Sebelumnya, pada bulan ini, perwakikan dari Taliban, Amerika Serikat dan negara-negara kawasan bertemu di Uni Emirat Arab (UEA) untuk memulai pembicaraan dengan tujuan akhir mengakhiri perang 17 tahun di Afghanistan.
Tetapi Taliban pada Minggu (30/12), menolak untuk mengadakan pembicaraan resmi dengan pemerintah Afghanistan dan menegaskan hanya akan bertemu dengan pejabat Amerika Serikat.Â
"Kami akan bertemu pejabat Amerika Serikat di Arab Saudi pada Januari tahun depan dan kami akan memulai pembicaraan kami yang tetap tidak lengkap di Abu Dhabi," kata anggota Dewan Kepemimpinan pengambilan keputusan Taliban kepada
Reuters.
"Namun, kami telah menjelaskan kepada semua pemangku kepentingan bahwa kami tidak akan berbicara dengan pemerintah Afghanistan," sambungnya.

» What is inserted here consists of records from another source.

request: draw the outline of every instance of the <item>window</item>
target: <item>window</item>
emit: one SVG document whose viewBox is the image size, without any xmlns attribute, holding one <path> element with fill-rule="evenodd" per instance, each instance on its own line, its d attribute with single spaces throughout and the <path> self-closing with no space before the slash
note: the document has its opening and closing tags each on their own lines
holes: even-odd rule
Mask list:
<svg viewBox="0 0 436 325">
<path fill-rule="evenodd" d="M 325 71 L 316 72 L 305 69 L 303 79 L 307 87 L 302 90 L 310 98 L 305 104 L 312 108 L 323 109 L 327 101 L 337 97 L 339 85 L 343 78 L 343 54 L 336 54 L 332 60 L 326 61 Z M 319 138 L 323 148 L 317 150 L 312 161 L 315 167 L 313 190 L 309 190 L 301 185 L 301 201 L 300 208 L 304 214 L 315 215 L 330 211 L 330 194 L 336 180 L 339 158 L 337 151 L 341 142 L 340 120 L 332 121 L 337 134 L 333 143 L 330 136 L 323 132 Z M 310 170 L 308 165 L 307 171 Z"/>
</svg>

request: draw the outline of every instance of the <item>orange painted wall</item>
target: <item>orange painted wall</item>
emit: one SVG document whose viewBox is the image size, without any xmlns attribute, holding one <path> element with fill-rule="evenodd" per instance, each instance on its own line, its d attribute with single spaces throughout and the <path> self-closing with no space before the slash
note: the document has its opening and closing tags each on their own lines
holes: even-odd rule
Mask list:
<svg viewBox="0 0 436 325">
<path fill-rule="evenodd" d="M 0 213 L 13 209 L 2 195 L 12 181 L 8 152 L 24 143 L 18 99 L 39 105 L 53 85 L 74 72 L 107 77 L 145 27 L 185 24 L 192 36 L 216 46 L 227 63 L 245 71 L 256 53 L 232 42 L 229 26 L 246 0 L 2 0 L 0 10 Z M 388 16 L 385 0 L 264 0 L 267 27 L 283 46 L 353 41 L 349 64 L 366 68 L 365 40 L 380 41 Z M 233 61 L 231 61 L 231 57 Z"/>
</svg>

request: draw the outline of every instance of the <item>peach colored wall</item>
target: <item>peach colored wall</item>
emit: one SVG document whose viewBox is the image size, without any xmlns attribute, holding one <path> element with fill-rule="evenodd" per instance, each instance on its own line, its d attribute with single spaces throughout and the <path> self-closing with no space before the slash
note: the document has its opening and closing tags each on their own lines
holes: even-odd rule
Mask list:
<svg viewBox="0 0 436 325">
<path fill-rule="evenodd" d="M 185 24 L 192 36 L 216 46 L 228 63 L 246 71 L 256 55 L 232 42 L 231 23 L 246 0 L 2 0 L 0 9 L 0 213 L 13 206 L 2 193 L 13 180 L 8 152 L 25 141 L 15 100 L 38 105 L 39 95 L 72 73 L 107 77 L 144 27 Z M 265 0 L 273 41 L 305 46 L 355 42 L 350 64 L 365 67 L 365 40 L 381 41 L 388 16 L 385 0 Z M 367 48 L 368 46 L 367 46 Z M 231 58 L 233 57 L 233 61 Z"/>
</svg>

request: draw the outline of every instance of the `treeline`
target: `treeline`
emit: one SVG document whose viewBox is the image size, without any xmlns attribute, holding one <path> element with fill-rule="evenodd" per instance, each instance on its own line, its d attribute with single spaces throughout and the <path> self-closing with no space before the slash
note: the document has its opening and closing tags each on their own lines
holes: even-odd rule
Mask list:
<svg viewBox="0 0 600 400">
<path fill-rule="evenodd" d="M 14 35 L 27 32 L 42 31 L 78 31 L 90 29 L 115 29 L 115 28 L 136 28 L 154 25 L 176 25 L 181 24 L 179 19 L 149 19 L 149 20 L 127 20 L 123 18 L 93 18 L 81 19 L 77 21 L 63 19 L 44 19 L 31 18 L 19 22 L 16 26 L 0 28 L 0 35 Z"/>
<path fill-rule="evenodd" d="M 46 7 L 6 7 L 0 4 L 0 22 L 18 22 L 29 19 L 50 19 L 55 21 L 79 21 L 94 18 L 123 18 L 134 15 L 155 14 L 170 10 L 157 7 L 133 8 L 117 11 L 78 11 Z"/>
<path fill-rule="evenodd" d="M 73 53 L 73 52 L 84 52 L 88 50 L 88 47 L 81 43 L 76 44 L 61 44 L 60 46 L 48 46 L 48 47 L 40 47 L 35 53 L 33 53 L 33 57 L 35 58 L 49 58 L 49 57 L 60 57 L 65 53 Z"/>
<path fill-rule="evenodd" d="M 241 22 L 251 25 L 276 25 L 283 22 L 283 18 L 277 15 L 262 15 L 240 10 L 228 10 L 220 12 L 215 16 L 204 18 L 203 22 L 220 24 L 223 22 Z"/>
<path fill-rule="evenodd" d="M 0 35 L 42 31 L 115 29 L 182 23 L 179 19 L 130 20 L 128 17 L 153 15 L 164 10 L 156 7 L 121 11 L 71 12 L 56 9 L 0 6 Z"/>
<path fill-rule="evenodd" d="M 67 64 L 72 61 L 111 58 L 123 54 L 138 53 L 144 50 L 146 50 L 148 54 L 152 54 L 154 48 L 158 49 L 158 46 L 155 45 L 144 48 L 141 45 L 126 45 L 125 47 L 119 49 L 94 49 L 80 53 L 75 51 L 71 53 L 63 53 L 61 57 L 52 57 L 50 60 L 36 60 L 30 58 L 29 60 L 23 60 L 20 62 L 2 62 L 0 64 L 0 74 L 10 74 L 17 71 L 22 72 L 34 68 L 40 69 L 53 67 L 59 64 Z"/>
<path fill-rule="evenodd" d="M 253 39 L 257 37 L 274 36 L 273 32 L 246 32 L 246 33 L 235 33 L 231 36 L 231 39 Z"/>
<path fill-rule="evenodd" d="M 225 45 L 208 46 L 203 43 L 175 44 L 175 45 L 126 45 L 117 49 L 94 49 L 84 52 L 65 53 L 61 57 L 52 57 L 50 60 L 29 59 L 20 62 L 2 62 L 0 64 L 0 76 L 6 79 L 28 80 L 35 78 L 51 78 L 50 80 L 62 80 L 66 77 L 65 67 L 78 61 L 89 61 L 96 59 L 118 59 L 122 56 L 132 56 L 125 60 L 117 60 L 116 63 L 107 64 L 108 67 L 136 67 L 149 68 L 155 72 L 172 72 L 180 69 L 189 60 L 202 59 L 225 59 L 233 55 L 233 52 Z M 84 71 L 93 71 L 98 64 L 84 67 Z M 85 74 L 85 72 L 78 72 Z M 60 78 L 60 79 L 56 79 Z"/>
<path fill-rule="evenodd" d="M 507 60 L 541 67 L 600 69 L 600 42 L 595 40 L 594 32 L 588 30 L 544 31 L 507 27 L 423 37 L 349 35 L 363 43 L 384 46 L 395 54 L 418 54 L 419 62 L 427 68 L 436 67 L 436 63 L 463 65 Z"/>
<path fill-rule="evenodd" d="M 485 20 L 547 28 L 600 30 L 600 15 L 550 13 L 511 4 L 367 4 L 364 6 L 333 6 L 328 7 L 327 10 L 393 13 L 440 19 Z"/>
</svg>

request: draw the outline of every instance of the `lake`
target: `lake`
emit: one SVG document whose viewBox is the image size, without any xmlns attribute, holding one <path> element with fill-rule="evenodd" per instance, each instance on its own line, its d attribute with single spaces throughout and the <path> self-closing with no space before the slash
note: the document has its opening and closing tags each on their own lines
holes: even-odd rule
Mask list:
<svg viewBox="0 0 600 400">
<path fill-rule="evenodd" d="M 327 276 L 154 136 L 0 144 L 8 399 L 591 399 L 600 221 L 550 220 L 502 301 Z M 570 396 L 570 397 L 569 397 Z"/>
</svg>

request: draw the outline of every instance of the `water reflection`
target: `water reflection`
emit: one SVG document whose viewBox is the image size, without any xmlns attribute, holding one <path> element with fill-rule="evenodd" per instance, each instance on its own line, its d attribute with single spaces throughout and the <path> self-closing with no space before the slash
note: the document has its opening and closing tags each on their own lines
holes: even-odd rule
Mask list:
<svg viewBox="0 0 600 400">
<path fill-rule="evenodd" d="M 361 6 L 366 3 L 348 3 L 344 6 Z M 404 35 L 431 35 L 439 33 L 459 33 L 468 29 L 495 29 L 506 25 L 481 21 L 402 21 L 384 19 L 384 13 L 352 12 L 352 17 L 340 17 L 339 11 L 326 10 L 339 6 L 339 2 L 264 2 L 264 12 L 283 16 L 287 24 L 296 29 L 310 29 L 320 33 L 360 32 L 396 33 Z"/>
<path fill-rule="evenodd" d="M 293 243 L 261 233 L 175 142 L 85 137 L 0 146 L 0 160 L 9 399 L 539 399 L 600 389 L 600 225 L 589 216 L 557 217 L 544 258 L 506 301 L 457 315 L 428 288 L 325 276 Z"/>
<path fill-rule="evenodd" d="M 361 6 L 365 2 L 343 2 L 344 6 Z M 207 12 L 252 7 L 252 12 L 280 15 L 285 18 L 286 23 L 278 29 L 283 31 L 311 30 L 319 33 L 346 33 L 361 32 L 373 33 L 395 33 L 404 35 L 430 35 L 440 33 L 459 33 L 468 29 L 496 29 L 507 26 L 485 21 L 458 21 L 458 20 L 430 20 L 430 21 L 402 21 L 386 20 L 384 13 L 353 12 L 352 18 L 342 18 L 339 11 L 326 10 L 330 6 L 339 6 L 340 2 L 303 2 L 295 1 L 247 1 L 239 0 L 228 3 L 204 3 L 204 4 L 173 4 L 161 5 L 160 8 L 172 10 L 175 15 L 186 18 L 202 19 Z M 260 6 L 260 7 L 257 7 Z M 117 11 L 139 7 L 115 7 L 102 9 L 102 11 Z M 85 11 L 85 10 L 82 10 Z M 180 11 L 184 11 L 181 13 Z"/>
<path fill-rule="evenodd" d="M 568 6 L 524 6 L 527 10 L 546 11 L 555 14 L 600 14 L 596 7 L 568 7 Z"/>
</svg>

Juru bicara Taliban Zabihullah Mujahid juga mengatakan para pemimpin kelompok itu tidak akan berbicara dengan pemerintah Afghanistan.
Para militan bersikeras untuk mencapai kesepakatan hanya dengan Amerika Serikat, yang kelompok itu anggap sebagai kekuatan utama di Afghanistan sejak pasukan pimpinan Amerika Serikat menggulingkan pemerintah Taliban pada tahun 2001.